Oh, Christ, it was true. The last time they were all in close proximity really wasn’t for anything fun. Pete remembered breaking laws of physics to dash over to the Vakarian household, with the hopes that he and Lina weren’t too late. Actual death wasn’t something that happened as a result of the dreams wasn’t something that he knew of happening, but it’d be damn cruel it to seep through and swiftly take a loved one for a reason such as that.

“Well, we all work in the same building now - I think we’re able to plan something,” he agreed. “Let’s get our kicks in while we can.” Who knew when the shit would hit the fan again - in mini bursts, before the final countdown to potential genocide.

But all that aside.

“How about subs for lunch?”

Not the fondest memory to go back to at all, but it made him value their time together here - when nothing was fucking them over and catching them by surprise. “Subs, subs are good. Anything that gets us outside of these four walls works.” And as long as there were vegetarian options too. Couldn’t forget the wife’s preferences after all. He was usually attentive of that kind of thing.

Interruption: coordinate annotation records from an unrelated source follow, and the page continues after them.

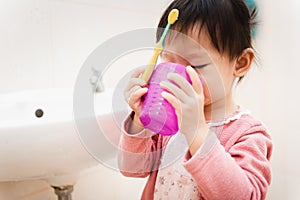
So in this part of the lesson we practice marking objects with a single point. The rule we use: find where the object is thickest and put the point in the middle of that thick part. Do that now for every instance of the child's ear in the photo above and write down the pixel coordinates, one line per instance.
(243, 62)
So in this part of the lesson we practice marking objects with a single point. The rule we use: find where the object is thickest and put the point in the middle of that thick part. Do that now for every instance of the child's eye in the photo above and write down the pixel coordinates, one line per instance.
(199, 66)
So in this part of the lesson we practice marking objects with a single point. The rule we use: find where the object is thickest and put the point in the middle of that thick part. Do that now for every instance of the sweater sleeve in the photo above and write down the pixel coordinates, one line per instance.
(242, 172)
(138, 153)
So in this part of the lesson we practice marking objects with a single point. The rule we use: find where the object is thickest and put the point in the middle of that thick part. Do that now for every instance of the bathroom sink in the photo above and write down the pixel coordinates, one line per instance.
(39, 139)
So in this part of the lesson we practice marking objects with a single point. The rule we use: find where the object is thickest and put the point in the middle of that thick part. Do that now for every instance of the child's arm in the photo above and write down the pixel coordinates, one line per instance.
(241, 173)
(138, 153)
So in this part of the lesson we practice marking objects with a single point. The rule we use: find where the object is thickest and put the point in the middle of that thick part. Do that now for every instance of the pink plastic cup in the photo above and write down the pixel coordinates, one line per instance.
(158, 115)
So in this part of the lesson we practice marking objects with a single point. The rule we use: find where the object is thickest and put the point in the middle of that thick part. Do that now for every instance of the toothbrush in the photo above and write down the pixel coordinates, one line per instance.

Garrus got off the crate, rolling his sleeves back up. They slid down, and he didn’t feel like tearing his clothes with the mess of sharp things he’d been dealing with. “I’ll bring you some gifts soon. Assuming you still use guns, that is.”

Plenty of vegetarian options, as far as Pete knew. Probably something with greens and hummus and all sorts of stuff meant for rabbits - he’d stick with meat, pile it on (as dirty as that sounded). “‘Course I do,” he slid off the surface he’d been leaning against. Time to go back to work on this glorious morning and leave Vakarian to his calibrating for the moment - but Wisdom would be back later in the afternoon, to see if there was anything he could do now that his own bullshit was taken care of.

“There might be a day where I can’t rely on those hot knives entirely, so I prefer to keep the other skills sharp. Can’t wait, though. It’ll be like Christmas all over again.”

“I’m pretty sure you and I have don’t have a matching description of what Christmas was like,” Garrus pointed out, adjusting the visor over his eyes again. Yes, Wisdom, everyone was aware of the damage done to the townhouse that morning. “I have less destruction in mind, for one.”

But he’d make sure his friends got good ones. By now he knew their styles, the kind that fit well into their hands, and they’d be armed well. One of a kind sort of gems. Calibrated with love or something, he promised.